De manera que, cuando, descendiendo al terreno político, advertimos los errores perniciosos en que se viene debatiendo el filósofo francés con una buena fe digna de mejor causa, no podríamos hablar, a este propósito, de inconsecuencia. Lo que le pasa es, sencillamente, que no pertenece a la estirpe augusta de los metafísicos. En Maritain se advierten regustos de racionalismo. La confesión que hace, intentando corregir ciertos puntos de doctrina, absolutamente irreprochables, del P. Gardeil de que no se puede dar conocimiento sin intencionalidad, constituye todo un síntoma; lo mismo que la primacía constante que concede, en el campo de la estética, a la virtud artística sobre la inspiración poética, sin tomar en cuenta que la labor determinante realizada por el accidente sobre la sustancia le da, respecto de esta última, una superioridad puramente relativa. La intuición del ser por parte de Maritain es acertada, sí, pero poco penetrante. Su vigor intelectual no ha sido suficiente para permitirle adentrarse en el primero de los trascendentales con la profundidad que exigía una empresa tan vasta y de consecuencias tan definitivas para la humanidad moderna como la de conseguirle al Doctor Angélico carta de ciudadanía en la cultura del siglo XX. Se requería, además de aquellas cualidades que hemos lealmente señalado al iniciar las presentes reflexiones, una inteligencia capaz de conciliar la claridad de la intuición metafísica con la seguridad invencible proporcionada por la verdadera experiencia del ser.

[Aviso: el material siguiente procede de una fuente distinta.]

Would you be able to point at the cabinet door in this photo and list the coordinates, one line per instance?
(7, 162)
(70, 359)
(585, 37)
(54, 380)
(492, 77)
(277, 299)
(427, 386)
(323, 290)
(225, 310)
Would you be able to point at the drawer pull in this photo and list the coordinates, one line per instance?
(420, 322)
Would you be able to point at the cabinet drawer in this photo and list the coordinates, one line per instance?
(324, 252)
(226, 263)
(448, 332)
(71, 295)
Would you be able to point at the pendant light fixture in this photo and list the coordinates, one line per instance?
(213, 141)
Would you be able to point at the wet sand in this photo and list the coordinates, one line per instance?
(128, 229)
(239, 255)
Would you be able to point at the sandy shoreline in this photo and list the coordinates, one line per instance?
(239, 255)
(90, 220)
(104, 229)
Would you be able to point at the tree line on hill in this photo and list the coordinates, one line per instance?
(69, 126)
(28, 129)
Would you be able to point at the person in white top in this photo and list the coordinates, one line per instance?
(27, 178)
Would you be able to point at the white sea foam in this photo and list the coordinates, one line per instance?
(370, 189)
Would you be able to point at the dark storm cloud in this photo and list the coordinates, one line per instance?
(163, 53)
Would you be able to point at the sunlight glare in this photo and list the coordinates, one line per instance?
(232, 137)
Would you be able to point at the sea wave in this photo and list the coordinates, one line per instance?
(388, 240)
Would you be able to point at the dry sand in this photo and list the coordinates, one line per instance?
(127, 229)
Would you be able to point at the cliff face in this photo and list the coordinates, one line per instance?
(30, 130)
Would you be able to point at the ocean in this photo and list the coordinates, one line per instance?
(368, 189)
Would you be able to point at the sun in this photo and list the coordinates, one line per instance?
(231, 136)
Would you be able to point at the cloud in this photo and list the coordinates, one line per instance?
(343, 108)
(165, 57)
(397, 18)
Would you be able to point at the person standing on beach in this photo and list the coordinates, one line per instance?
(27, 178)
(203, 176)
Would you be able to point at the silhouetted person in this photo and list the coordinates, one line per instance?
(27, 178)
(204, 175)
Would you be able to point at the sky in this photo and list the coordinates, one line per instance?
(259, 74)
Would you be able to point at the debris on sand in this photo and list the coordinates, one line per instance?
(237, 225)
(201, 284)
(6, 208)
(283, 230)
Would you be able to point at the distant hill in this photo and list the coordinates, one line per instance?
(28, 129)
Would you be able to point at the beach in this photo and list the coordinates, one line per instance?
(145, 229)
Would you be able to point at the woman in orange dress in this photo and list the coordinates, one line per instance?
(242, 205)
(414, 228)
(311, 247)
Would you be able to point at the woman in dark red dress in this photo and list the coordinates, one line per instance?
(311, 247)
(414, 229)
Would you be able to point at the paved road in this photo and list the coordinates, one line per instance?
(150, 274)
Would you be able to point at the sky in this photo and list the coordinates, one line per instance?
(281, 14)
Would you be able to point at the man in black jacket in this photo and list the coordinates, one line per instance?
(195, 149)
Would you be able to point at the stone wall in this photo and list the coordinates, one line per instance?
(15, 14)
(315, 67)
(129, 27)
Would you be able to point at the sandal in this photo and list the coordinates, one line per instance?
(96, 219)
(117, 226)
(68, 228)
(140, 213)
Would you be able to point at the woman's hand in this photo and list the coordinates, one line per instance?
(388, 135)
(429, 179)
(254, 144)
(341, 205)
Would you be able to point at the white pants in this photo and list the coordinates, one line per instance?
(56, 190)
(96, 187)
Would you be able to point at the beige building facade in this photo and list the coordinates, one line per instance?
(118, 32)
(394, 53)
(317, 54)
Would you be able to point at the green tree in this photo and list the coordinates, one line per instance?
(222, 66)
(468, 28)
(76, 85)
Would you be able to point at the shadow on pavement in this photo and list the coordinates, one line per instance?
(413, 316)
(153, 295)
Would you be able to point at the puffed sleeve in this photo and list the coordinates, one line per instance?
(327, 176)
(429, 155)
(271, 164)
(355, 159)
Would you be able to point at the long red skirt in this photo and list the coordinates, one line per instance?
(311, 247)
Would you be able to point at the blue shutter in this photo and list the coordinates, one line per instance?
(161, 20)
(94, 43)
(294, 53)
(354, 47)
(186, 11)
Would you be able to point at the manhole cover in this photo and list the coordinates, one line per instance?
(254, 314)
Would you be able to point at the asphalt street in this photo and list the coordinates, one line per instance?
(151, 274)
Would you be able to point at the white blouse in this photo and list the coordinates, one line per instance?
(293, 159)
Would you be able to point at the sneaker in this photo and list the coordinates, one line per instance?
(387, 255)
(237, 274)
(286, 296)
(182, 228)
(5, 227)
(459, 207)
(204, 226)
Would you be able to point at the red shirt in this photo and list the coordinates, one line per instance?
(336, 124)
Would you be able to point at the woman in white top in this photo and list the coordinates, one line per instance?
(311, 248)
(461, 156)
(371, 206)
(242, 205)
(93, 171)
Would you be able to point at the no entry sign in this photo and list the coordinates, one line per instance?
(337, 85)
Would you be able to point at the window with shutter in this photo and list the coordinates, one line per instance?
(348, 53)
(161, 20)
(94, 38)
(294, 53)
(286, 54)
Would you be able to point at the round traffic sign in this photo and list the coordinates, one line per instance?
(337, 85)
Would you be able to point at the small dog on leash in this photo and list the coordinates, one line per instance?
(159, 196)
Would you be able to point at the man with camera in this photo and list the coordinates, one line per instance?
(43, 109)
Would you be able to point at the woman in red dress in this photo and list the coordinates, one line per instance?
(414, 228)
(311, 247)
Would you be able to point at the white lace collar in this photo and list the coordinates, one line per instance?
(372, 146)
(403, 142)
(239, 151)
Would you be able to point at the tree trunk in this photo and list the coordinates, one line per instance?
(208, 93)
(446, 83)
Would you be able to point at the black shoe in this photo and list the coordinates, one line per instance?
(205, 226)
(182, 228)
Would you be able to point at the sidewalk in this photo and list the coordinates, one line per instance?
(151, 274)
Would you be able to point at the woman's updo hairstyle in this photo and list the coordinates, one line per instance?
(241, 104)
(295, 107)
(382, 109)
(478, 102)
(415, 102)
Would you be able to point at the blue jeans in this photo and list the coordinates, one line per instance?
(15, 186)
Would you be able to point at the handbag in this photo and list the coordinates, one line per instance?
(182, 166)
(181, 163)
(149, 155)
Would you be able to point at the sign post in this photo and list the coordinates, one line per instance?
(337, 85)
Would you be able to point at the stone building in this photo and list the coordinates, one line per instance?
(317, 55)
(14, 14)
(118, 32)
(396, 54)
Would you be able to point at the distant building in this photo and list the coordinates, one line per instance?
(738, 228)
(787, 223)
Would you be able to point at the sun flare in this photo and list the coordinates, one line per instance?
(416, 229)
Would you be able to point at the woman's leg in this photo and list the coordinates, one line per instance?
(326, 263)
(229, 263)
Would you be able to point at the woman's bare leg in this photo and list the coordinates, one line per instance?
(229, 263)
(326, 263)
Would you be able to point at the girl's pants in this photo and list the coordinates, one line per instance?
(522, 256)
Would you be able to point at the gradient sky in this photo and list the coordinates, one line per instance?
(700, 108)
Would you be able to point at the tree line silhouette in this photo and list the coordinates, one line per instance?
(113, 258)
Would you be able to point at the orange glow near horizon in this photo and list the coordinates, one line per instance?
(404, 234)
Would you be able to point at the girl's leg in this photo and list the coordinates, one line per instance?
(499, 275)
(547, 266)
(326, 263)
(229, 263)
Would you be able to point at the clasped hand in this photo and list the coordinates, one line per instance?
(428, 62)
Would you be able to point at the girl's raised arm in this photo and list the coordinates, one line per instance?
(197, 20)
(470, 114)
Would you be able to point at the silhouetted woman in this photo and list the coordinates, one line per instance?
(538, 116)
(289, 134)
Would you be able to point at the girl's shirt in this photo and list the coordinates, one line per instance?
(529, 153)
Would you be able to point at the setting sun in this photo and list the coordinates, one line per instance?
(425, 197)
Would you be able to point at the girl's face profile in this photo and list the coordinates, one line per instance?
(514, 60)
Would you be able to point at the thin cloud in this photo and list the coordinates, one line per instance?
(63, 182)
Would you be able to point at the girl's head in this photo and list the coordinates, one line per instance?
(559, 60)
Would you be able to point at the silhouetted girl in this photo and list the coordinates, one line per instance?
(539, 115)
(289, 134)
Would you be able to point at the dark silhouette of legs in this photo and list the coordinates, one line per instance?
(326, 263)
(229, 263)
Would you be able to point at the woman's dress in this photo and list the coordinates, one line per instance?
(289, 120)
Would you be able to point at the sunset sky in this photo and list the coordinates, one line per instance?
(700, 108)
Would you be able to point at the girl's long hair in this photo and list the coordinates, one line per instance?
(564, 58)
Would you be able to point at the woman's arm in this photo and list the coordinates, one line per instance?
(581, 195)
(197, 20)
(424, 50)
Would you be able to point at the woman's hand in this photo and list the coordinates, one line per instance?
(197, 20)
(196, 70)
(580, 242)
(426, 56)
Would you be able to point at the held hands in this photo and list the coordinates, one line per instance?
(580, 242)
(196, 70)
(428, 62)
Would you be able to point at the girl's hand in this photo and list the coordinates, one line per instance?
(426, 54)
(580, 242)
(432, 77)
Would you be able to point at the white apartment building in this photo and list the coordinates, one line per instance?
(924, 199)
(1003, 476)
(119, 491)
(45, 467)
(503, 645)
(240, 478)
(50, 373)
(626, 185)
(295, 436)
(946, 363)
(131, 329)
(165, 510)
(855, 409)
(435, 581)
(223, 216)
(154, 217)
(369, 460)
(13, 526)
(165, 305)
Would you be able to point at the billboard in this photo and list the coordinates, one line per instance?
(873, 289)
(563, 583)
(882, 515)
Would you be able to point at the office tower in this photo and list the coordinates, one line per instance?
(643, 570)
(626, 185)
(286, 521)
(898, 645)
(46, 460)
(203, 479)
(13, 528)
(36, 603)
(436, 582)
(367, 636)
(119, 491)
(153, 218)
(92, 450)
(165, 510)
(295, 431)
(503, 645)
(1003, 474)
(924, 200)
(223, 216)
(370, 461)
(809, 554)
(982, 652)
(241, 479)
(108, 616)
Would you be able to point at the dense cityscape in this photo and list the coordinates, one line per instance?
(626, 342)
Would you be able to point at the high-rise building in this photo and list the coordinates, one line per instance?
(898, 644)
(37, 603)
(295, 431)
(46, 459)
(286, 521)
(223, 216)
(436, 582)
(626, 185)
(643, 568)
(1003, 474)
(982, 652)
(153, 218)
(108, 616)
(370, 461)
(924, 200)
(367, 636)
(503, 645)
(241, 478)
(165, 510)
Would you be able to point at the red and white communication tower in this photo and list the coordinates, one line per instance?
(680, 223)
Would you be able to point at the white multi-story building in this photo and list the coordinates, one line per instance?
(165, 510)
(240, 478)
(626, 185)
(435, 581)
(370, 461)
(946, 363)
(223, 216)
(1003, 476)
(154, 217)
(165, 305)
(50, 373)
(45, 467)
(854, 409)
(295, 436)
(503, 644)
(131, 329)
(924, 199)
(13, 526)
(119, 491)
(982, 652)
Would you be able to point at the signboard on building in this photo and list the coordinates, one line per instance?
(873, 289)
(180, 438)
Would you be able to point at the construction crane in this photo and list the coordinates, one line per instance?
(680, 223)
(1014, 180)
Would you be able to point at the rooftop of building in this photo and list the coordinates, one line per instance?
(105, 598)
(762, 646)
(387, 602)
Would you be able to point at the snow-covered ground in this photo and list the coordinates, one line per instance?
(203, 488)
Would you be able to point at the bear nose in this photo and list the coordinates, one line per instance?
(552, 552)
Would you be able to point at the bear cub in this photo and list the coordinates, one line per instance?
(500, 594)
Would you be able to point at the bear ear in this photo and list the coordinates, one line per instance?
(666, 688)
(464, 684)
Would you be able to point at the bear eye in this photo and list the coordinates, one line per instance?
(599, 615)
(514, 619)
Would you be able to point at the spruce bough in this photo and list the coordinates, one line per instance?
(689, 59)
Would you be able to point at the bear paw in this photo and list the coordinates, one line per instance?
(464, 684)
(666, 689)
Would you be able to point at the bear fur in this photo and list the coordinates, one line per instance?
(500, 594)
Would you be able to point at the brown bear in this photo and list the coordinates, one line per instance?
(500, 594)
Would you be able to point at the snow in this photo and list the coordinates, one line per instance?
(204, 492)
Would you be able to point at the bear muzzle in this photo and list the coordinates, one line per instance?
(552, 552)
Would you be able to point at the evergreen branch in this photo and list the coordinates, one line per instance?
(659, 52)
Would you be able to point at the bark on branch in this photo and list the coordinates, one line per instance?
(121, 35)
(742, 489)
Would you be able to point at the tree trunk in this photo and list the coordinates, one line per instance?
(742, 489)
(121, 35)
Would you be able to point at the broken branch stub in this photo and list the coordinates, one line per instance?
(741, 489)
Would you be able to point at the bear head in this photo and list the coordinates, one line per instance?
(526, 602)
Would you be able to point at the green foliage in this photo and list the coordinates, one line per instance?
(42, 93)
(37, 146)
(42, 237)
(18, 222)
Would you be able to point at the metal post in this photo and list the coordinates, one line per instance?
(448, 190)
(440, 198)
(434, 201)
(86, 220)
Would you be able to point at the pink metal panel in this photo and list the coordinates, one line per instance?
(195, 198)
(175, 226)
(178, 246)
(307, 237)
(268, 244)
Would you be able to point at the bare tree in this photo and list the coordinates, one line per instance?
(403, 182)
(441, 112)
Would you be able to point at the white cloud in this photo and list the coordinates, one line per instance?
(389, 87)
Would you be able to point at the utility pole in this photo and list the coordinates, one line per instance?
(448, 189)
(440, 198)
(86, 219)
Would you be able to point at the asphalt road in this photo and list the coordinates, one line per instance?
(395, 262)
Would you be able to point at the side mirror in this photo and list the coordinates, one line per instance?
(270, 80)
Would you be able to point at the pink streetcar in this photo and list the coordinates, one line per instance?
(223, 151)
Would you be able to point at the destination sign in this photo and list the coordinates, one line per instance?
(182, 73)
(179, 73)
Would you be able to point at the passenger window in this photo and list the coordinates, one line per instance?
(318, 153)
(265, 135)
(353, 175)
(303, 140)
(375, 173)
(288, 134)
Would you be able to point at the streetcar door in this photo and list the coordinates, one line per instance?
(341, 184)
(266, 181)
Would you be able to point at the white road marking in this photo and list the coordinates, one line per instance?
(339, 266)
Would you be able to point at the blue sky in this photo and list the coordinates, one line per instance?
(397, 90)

¿Cuál debe ser, en consecuencia, la actitud del que se interese por conseguir cierta norma científica cristiana en virtud de la cual se pueda orientar el desarrollo del espíritu, respecto de Maritain?

La respuesta es obvia: reducirlo a sus verdaderas proporciones, y concluir de una vez por todas con el mito de un Maritain creador en filosofía. Se trata, en resumen, de un expositor ameno, dotado de cierta profundidad, poseedor de una cultura bastante extensa (en la cual se notan, sin embargo, lagunas considerables), y, en fin, con cierta afición a eludir la solución de algunos problemas a cuyo planteamiento se vio, tal vez, forzado por la naturaleza de un ambiente al cual no quiso permanecer extraño. El camino de la salvación no nos lo va a señalar un espíritu que declara a la democracia liberal la expresión del verdadero derecho natural y que se revuelve, incómodo, contra lo que en la vida de una nación significa reconocimiento explícito y público de la soberanía divina y del influjo de la Providencia sobre la marcha de los pueblos hacia su destino histórico definitivo. Nuestras miradas deben, sin rencor, pero sin pena, alejarse para siempre de un hombre que, ante la crisis más dolorosa por que han atravesado los valores espirituales de la humanidad, permaneció completamente ciego, tratando, además, con una buena fe muy vecina de la más absoluta inconsciencia, de comunicar su propia ceguera a hermanos suyos cristianos destinados por Dios a integrar aquellos valores en la realidad política de los pueblos.